Subd. 6. Deadlines; Forms. Reports required by subdivisions 2 to 5 must be submitted no later than 30 days after the occurrence of the reportable event or transaction. The board may provide forms for the submission of reports required by this section, may require that the reports be submitted on the forms provided, and may adopt rules necessary to assure prompt and accurate reporting. The board shall review all reports, including those submitted after the deadline.
WHAT HAPPENS IF I DON'T REPORT A FELLOW LICENSED PROFESSIONAL WHEN I KNOW THEY HAVE DONE SOMETHING WRONG?
Subd. 7. Failure to report. On or after August 1, 2012, any person, institution, insurer, or organization that fails to report as required under subdivisions 2 to 5 shall be subject to civil penalties for failing to report as required by law.
(Minnesota Administrative Rules §6321.0500 REPORTING OBLIGATIONS).

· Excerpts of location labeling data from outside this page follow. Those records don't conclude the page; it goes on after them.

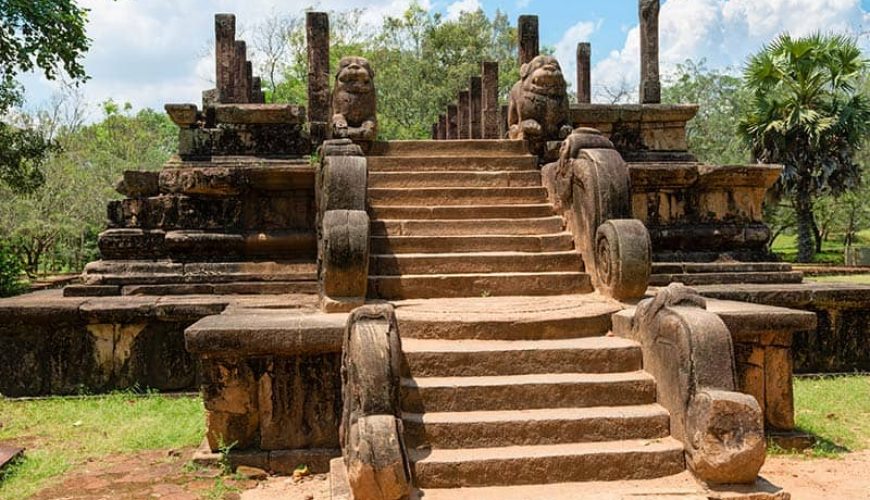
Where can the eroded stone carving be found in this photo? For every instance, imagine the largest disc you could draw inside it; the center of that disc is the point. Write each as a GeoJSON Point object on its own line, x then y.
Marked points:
{"type": "Point", "coordinates": [538, 107]}
{"type": "Point", "coordinates": [354, 101]}
{"type": "Point", "coordinates": [371, 428]}
{"type": "Point", "coordinates": [689, 351]}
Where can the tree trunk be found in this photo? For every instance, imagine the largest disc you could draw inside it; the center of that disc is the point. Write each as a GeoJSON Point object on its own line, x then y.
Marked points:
{"type": "Point", "coordinates": [803, 205]}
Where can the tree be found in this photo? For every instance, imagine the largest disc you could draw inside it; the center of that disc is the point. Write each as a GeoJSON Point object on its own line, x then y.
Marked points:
{"type": "Point", "coordinates": [808, 114]}
{"type": "Point", "coordinates": [44, 35]}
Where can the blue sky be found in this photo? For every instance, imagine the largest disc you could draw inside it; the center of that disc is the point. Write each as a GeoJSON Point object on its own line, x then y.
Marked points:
{"type": "Point", "coordinates": [149, 52]}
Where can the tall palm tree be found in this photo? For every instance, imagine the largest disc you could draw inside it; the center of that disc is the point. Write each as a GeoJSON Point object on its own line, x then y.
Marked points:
{"type": "Point", "coordinates": [808, 114]}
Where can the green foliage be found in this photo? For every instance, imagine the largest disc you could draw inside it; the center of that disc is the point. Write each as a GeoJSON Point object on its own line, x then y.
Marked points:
{"type": "Point", "coordinates": [10, 272]}
{"type": "Point", "coordinates": [44, 35]}
{"type": "Point", "coordinates": [712, 135]}
{"type": "Point", "coordinates": [809, 114]}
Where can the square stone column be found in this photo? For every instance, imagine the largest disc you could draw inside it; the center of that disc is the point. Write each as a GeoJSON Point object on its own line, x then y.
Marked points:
{"type": "Point", "coordinates": [489, 114]}
{"type": "Point", "coordinates": [584, 73]}
{"type": "Point", "coordinates": [452, 131]}
{"type": "Point", "coordinates": [650, 83]}
{"type": "Point", "coordinates": [464, 114]}
{"type": "Point", "coordinates": [527, 34]}
{"type": "Point", "coordinates": [476, 106]}
{"type": "Point", "coordinates": [317, 36]}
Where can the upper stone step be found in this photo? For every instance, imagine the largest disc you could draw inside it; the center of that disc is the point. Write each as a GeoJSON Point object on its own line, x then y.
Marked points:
{"type": "Point", "coordinates": [526, 392]}
{"type": "Point", "coordinates": [473, 358]}
{"type": "Point", "coordinates": [457, 227]}
{"type": "Point", "coordinates": [477, 147]}
{"type": "Point", "coordinates": [480, 262]}
{"type": "Point", "coordinates": [556, 463]}
{"type": "Point", "coordinates": [487, 429]}
{"type": "Point", "coordinates": [441, 196]}
{"type": "Point", "coordinates": [522, 178]}
{"type": "Point", "coordinates": [450, 163]}
{"type": "Point", "coordinates": [502, 211]}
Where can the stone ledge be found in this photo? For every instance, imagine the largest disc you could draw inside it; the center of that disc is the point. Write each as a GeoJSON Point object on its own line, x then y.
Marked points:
{"type": "Point", "coordinates": [266, 332]}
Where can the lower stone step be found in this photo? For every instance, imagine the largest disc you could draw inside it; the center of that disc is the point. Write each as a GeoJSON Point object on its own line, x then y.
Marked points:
{"type": "Point", "coordinates": [426, 286]}
{"type": "Point", "coordinates": [697, 279]}
{"type": "Point", "coordinates": [487, 429]}
{"type": "Point", "coordinates": [472, 358]}
{"type": "Point", "coordinates": [517, 465]}
{"type": "Point", "coordinates": [558, 242]}
{"type": "Point", "coordinates": [526, 392]}
{"type": "Point", "coordinates": [479, 262]}
{"type": "Point", "coordinates": [454, 227]}
{"type": "Point", "coordinates": [440, 196]}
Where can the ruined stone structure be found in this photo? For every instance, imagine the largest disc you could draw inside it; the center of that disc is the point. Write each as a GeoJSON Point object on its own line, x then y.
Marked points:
{"type": "Point", "coordinates": [426, 317]}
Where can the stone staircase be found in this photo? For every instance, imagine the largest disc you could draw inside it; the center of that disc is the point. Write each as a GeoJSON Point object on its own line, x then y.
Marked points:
{"type": "Point", "coordinates": [465, 219]}
{"type": "Point", "coordinates": [522, 390]}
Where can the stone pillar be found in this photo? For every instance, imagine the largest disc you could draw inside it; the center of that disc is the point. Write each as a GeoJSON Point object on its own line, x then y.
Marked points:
{"type": "Point", "coordinates": [476, 107]}
{"type": "Point", "coordinates": [452, 131]}
{"type": "Point", "coordinates": [489, 113]}
{"type": "Point", "coordinates": [584, 73]}
{"type": "Point", "coordinates": [317, 35]}
{"type": "Point", "coordinates": [527, 33]}
{"type": "Point", "coordinates": [242, 90]}
{"type": "Point", "coordinates": [650, 84]}
{"type": "Point", "coordinates": [225, 55]}
{"type": "Point", "coordinates": [464, 114]}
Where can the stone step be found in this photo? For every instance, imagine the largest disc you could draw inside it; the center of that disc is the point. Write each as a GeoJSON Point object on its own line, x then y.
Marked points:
{"type": "Point", "coordinates": [474, 358]}
{"type": "Point", "coordinates": [506, 318]}
{"type": "Point", "coordinates": [483, 262]}
{"type": "Point", "coordinates": [517, 465]}
{"type": "Point", "coordinates": [526, 392]}
{"type": "Point", "coordinates": [426, 286]}
{"type": "Point", "coordinates": [440, 196]}
{"type": "Point", "coordinates": [559, 242]}
{"type": "Point", "coordinates": [697, 279]}
{"type": "Point", "coordinates": [461, 148]}
{"type": "Point", "coordinates": [477, 227]}
{"type": "Point", "coordinates": [523, 178]}
{"type": "Point", "coordinates": [487, 429]}
{"type": "Point", "coordinates": [453, 212]}
{"type": "Point", "coordinates": [450, 163]}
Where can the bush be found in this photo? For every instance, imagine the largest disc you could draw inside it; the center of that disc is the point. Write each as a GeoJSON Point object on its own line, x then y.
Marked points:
{"type": "Point", "coordinates": [10, 273]}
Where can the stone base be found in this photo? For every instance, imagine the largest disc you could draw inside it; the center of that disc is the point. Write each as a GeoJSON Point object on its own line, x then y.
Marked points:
{"type": "Point", "coordinates": [55, 345]}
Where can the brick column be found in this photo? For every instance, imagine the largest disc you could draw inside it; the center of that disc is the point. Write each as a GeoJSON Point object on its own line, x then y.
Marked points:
{"type": "Point", "coordinates": [489, 114]}
{"type": "Point", "coordinates": [317, 35]}
{"type": "Point", "coordinates": [584, 73]}
{"type": "Point", "coordinates": [527, 33]}
{"type": "Point", "coordinates": [475, 107]}
{"type": "Point", "coordinates": [650, 84]}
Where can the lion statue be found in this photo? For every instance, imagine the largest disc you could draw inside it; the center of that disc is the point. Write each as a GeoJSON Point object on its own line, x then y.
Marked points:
{"type": "Point", "coordinates": [354, 104]}
{"type": "Point", "coordinates": [538, 108]}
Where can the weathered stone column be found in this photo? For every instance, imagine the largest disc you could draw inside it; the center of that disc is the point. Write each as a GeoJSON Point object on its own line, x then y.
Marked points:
{"type": "Point", "coordinates": [476, 107]}
{"type": "Point", "coordinates": [489, 114]}
{"type": "Point", "coordinates": [527, 31]}
{"type": "Point", "coordinates": [650, 84]}
{"type": "Point", "coordinates": [317, 35]}
{"type": "Point", "coordinates": [584, 73]}
{"type": "Point", "coordinates": [464, 114]}
{"type": "Point", "coordinates": [452, 122]}
{"type": "Point", "coordinates": [225, 55]}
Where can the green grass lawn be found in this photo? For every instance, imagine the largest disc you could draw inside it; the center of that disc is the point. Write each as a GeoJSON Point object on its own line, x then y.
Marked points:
{"type": "Point", "coordinates": [62, 433]}
{"type": "Point", "coordinates": [836, 410]}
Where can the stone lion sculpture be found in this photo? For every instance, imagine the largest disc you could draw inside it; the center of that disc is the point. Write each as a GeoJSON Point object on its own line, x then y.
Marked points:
{"type": "Point", "coordinates": [354, 104]}
{"type": "Point", "coordinates": [538, 108]}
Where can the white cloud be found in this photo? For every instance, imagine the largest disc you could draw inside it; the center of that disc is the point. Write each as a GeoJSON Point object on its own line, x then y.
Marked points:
{"type": "Point", "coordinates": [566, 48]}
{"type": "Point", "coordinates": [724, 32]}
{"type": "Point", "coordinates": [459, 6]}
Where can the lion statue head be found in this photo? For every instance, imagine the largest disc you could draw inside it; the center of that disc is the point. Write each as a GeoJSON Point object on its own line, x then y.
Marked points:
{"type": "Point", "coordinates": [354, 100]}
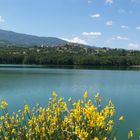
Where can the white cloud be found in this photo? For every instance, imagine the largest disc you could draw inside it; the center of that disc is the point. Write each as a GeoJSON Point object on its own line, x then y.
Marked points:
{"type": "Point", "coordinates": [109, 23]}
{"type": "Point", "coordinates": [109, 1]}
{"type": "Point", "coordinates": [76, 40]}
{"type": "Point", "coordinates": [122, 11]}
{"type": "Point", "coordinates": [138, 28]}
{"type": "Point", "coordinates": [121, 38]}
{"type": "Point", "coordinates": [95, 16]}
{"type": "Point", "coordinates": [135, 1]}
{"type": "Point", "coordinates": [89, 1]}
{"type": "Point", "coordinates": [1, 19]}
{"type": "Point", "coordinates": [124, 27]}
{"type": "Point", "coordinates": [133, 46]}
{"type": "Point", "coordinates": [92, 34]}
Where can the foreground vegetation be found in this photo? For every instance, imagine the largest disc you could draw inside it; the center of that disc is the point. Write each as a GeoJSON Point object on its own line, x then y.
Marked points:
{"type": "Point", "coordinates": [68, 54]}
{"type": "Point", "coordinates": [61, 121]}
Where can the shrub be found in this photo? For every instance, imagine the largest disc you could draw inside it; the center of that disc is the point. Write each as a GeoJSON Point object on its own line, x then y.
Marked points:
{"type": "Point", "coordinates": [81, 120]}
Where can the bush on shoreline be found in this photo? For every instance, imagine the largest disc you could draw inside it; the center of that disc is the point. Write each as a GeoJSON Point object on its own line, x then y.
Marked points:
{"type": "Point", "coordinates": [79, 120]}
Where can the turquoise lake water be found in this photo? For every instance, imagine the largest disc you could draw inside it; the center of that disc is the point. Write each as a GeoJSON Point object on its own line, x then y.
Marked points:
{"type": "Point", "coordinates": [19, 85]}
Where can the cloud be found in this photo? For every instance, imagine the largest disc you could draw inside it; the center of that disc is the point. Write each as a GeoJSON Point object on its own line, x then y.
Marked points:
{"type": "Point", "coordinates": [109, 1]}
{"type": "Point", "coordinates": [124, 27]}
{"type": "Point", "coordinates": [109, 23]}
{"type": "Point", "coordinates": [95, 16]}
{"type": "Point", "coordinates": [76, 40]}
{"type": "Point", "coordinates": [92, 34]}
{"type": "Point", "coordinates": [135, 1]}
{"type": "Point", "coordinates": [133, 46]}
{"type": "Point", "coordinates": [121, 38]}
{"type": "Point", "coordinates": [138, 28]}
{"type": "Point", "coordinates": [1, 19]}
{"type": "Point", "coordinates": [89, 1]}
{"type": "Point", "coordinates": [122, 11]}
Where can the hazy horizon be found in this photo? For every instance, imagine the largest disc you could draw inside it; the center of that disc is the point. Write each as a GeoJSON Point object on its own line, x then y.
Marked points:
{"type": "Point", "coordinates": [110, 23]}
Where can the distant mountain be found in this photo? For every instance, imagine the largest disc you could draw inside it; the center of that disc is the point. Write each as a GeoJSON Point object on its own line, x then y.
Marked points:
{"type": "Point", "coordinates": [13, 38]}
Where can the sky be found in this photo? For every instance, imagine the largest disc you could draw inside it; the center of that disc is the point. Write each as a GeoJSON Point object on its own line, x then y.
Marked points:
{"type": "Point", "coordinates": [102, 23]}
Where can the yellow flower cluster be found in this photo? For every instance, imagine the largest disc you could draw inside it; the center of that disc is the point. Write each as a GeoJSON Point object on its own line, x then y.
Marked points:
{"type": "Point", "coordinates": [60, 121]}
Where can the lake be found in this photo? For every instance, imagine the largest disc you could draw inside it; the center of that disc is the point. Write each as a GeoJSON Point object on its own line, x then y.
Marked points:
{"type": "Point", "coordinates": [32, 85]}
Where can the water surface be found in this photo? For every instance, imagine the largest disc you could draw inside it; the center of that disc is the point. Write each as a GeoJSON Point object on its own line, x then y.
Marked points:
{"type": "Point", "coordinates": [19, 85]}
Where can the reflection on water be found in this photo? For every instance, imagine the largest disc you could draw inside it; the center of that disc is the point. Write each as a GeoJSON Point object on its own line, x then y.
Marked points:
{"type": "Point", "coordinates": [31, 84]}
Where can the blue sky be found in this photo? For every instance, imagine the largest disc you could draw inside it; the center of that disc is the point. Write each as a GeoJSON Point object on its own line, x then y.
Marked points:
{"type": "Point", "coordinates": [103, 23]}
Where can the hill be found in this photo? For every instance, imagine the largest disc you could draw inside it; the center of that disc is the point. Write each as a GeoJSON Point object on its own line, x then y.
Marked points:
{"type": "Point", "coordinates": [13, 38]}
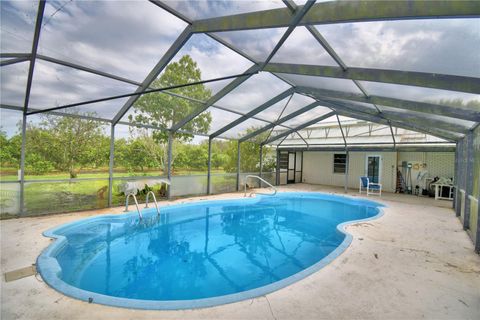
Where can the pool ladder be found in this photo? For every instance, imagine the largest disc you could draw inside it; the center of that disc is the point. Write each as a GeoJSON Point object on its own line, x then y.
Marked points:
{"type": "Point", "coordinates": [146, 203]}
{"type": "Point", "coordinates": [262, 180]}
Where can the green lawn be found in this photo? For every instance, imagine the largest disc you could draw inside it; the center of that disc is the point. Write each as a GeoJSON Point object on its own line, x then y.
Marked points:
{"type": "Point", "coordinates": [66, 196]}
{"type": "Point", "coordinates": [7, 175]}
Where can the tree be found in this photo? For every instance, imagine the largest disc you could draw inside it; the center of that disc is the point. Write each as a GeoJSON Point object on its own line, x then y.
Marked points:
{"type": "Point", "coordinates": [163, 110]}
{"type": "Point", "coordinates": [249, 154]}
{"type": "Point", "coordinates": [67, 143]}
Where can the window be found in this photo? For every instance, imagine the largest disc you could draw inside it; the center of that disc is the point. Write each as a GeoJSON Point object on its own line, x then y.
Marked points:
{"type": "Point", "coordinates": [339, 162]}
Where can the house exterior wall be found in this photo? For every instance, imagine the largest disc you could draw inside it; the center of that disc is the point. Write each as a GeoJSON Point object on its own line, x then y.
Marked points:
{"type": "Point", "coordinates": [318, 167]}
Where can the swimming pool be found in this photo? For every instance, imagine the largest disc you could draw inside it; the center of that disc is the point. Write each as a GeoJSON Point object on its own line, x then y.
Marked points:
{"type": "Point", "coordinates": [200, 254]}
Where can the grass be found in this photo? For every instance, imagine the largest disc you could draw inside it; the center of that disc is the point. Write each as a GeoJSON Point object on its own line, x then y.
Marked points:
{"type": "Point", "coordinates": [6, 174]}
{"type": "Point", "coordinates": [66, 196]}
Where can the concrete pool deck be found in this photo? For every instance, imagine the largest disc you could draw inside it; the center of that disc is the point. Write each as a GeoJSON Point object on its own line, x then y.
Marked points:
{"type": "Point", "coordinates": [413, 262]}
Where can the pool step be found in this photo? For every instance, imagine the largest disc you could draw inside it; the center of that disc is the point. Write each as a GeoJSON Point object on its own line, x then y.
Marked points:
{"type": "Point", "coordinates": [20, 273]}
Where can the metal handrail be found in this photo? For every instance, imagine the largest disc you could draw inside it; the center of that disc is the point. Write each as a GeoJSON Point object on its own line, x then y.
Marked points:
{"type": "Point", "coordinates": [472, 198]}
{"type": "Point", "coordinates": [262, 180]}
{"type": "Point", "coordinates": [154, 201]}
{"type": "Point", "coordinates": [136, 204]}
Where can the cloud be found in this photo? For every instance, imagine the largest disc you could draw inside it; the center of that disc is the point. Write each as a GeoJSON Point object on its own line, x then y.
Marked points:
{"type": "Point", "coordinates": [253, 92]}
{"type": "Point", "coordinates": [302, 46]}
{"type": "Point", "coordinates": [213, 59]}
{"type": "Point", "coordinates": [448, 46]}
{"type": "Point", "coordinates": [66, 85]}
{"type": "Point", "coordinates": [126, 38]}
{"type": "Point", "coordinates": [13, 83]}
{"type": "Point", "coordinates": [203, 9]}
{"type": "Point", "coordinates": [258, 44]}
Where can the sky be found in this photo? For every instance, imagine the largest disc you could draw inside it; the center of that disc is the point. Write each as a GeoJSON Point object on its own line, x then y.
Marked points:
{"type": "Point", "coordinates": [127, 38]}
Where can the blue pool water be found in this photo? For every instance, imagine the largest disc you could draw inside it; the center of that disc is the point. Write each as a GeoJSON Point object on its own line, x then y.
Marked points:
{"type": "Point", "coordinates": [200, 254]}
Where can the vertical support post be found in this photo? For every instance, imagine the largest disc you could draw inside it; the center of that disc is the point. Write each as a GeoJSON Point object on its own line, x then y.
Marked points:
{"type": "Point", "coordinates": [169, 163]}
{"type": "Point", "coordinates": [238, 166]}
{"type": "Point", "coordinates": [110, 165]}
{"type": "Point", "coordinates": [22, 164]}
{"type": "Point", "coordinates": [209, 173]}
{"type": "Point", "coordinates": [347, 160]}
{"type": "Point", "coordinates": [261, 165]}
{"type": "Point", "coordinates": [36, 38]}
{"type": "Point", "coordinates": [468, 179]}
{"type": "Point", "coordinates": [477, 242]}
{"type": "Point", "coordinates": [459, 177]}
{"type": "Point", "coordinates": [455, 179]}
{"type": "Point", "coordinates": [277, 169]}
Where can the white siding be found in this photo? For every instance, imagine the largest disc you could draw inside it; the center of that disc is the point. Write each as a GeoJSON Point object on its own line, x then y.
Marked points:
{"type": "Point", "coordinates": [439, 164]}
{"type": "Point", "coordinates": [318, 169]}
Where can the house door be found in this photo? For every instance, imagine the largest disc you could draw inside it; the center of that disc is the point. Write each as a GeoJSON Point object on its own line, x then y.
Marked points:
{"type": "Point", "coordinates": [291, 167]}
{"type": "Point", "coordinates": [374, 166]}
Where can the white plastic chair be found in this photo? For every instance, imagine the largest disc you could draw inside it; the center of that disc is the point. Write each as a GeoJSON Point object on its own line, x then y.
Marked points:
{"type": "Point", "coordinates": [370, 187]}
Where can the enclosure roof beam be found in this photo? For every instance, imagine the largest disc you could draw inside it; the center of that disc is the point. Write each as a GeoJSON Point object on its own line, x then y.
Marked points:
{"type": "Point", "coordinates": [62, 114]}
{"type": "Point", "coordinates": [15, 55]}
{"type": "Point", "coordinates": [33, 55]}
{"type": "Point", "coordinates": [341, 12]}
{"type": "Point", "coordinates": [471, 114]}
{"type": "Point", "coordinates": [250, 114]}
{"type": "Point", "coordinates": [409, 78]}
{"type": "Point", "coordinates": [293, 21]}
{"type": "Point", "coordinates": [280, 121]}
{"type": "Point", "coordinates": [87, 69]}
{"type": "Point", "coordinates": [170, 10]}
{"type": "Point", "coordinates": [13, 61]}
{"type": "Point", "coordinates": [134, 94]}
{"type": "Point", "coordinates": [300, 127]}
{"type": "Point", "coordinates": [159, 67]}
{"type": "Point", "coordinates": [363, 115]}
{"type": "Point", "coordinates": [406, 117]}
{"type": "Point", "coordinates": [407, 148]}
{"type": "Point", "coordinates": [219, 95]}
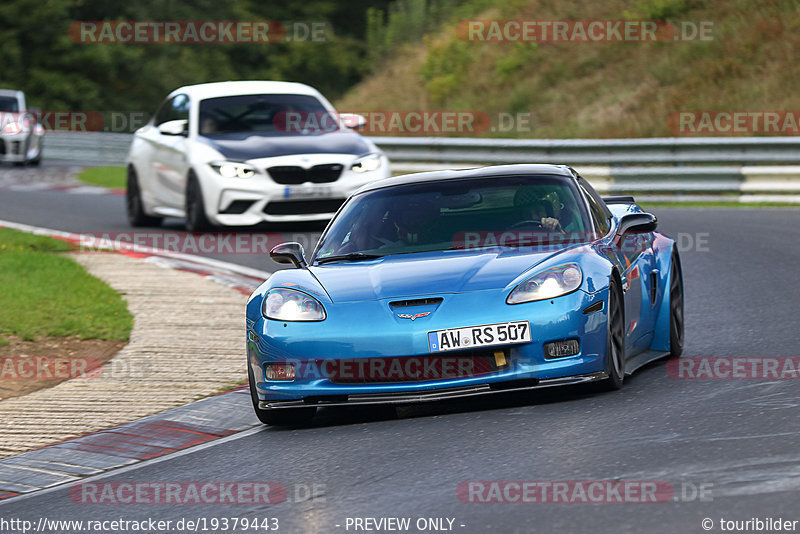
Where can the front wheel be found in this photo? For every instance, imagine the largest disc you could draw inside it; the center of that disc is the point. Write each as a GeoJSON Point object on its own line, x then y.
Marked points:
{"type": "Point", "coordinates": [134, 207]}
{"type": "Point", "coordinates": [615, 342]}
{"type": "Point", "coordinates": [196, 219]}
{"type": "Point", "coordinates": [285, 417]}
{"type": "Point", "coordinates": [676, 322]}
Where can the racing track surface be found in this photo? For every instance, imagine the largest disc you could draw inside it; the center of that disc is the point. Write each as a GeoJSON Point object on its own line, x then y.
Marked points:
{"type": "Point", "coordinates": [739, 436]}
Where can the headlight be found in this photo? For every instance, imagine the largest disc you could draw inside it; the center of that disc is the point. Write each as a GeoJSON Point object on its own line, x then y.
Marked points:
{"type": "Point", "coordinates": [13, 128]}
{"type": "Point", "coordinates": [547, 284]}
{"type": "Point", "coordinates": [291, 305]}
{"type": "Point", "coordinates": [367, 163]}
{"type": "Point", "coordinates": [230, 169]}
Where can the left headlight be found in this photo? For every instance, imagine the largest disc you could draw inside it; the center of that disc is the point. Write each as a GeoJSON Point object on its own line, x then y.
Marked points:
{"type": "Point", "coordinates": [13, 128]}
{"type": "Point", "coordinates": [548, 283]}
{"type": "Point", "coordinates": [292, 305]}
{"type": "Point", "coordinates": [231, 169]}
{"type": "Point", "coordinates": [370, 162]}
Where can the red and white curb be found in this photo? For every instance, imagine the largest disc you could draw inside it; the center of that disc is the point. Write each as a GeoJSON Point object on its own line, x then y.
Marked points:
{"type": "Point", "coordinates": [154, 436]}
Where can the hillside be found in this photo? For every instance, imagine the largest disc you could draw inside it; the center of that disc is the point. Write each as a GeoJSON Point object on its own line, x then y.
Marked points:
{"type": "Point", "coordinates": [590, 89]}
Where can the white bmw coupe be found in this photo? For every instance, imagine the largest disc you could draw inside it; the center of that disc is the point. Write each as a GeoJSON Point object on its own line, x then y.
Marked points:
{"type": "Point", "coordinates": [240, 153]}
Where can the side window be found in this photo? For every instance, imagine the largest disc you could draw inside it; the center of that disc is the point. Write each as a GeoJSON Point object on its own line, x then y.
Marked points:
{"type": "Point", "coordinates": [596, 210]}
{"type": "Point", "coordinates": [179, 110]}
{"type": "Point", "coordinates": [176, 108]}
{"type": "Point", "coordinates": [162, 113]}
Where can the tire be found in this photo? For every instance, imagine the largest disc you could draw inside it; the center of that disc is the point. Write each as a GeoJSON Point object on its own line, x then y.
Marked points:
{"type": "Point", "coordinates": [676, 317]}
{"type": "Point", "coordinates": [196, 219]}
{"type": "Point", "coordinates": [285, 417]}
{"type": "Point", "coordinates": [133, 203]}
{"type": "Point", "coordinates": [615, 339]}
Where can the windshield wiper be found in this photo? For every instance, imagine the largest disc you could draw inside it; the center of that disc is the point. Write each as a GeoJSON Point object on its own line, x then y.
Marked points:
{"type": "Point", "coordinates": [353, 256]}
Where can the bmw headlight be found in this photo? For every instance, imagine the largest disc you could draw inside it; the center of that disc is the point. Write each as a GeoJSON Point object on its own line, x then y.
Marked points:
{"type": "Point", "coordinates": [548, 283]}
{"type": "Point", "coordinates": [231, 169]}
{"type": "Point", "coordinates": [291, 305]}
{"type": "Point", "coordinates": [370, 162]}
{"type": "Point", "coordinates": [13, 128]}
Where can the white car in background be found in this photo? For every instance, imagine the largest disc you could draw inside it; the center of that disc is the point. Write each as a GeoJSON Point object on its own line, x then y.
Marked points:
{"type": "Point", "coordinates": [20, 132]}
{"type": "Point", "coordinates": [245, 152]}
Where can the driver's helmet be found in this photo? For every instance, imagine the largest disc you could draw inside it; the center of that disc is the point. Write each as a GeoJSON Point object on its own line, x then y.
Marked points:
{"type": "Point", "coordinates": [541, 199]}
{"type": "Point", "coordinates": [415, 218]}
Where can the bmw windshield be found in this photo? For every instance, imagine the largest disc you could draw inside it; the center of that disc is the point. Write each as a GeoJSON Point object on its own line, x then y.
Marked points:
{"type": "Point", "coordinates": [270, 113]}
{"type": "Point", "coordinates": [507, 211]}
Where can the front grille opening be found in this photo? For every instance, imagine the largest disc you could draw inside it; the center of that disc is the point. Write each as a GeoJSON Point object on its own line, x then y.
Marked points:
{"type": "Point", "coordinates": [303, 207]}
{"type": "Point", "coordinates": [237, 207]}
{"type": "Point", "coordinates": [294, 175]}
{"type": "Point", "coordinates": [415, 302]}
{"type": "Point", "coordinates": [424, 368]}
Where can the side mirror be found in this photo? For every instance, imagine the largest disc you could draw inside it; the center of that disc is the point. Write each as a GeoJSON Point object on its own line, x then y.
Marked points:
{"type": "Point", "coordinates": [353, 120]}
{"type": "Point", "coordinates": [289, 253]}
{"type": "Point", "coordinates": [178, 127]}
{"type": "Point", "coordinates": [637, 223]}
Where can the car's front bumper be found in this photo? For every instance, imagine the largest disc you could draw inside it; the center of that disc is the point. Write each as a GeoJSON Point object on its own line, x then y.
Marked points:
{"type": "Point", "coordinates": [246, 202]}
{"type": "Point", "coordinates": [372, 330]}
{"type": "Point", "coordinates": [432, 395]}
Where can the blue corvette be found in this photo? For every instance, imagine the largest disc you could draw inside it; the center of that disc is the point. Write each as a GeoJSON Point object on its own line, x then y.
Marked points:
{"type": "Point", "coordinates": [447, 284]}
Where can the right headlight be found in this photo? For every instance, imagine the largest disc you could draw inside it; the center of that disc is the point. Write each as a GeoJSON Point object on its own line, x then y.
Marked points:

Subpart 1. Institutions. The reporting required of institutions in Minnesota Statutes, section 148.263, subdivision 2, is interpreted to include1
- .resignation in lieu of discharge,
- discharge, suspension, or other forms of discipline of a nurse for failure to carry out the responsibilities of a nurse.
- Examples of actions to be reported include but are not limited to
- dismissal of probationary employees,
- suspensions other than investigatory suspensions, restrictions or limitations of a nurses's practice,
- demotion, and
- discharge from employment.
Subp. 2. Licensed professionals who consult with a therapist. The reporting required of licensed health professionals in Minnesota Statutes, section 148.263, subdivision 3, is interpreted to exclude the professional knowledge obtained in the course of a health professional-client relationship when the client is a nurse and the health professional successfully counsels the nurse to limit or withdraw from practice to the extent required by the impairment.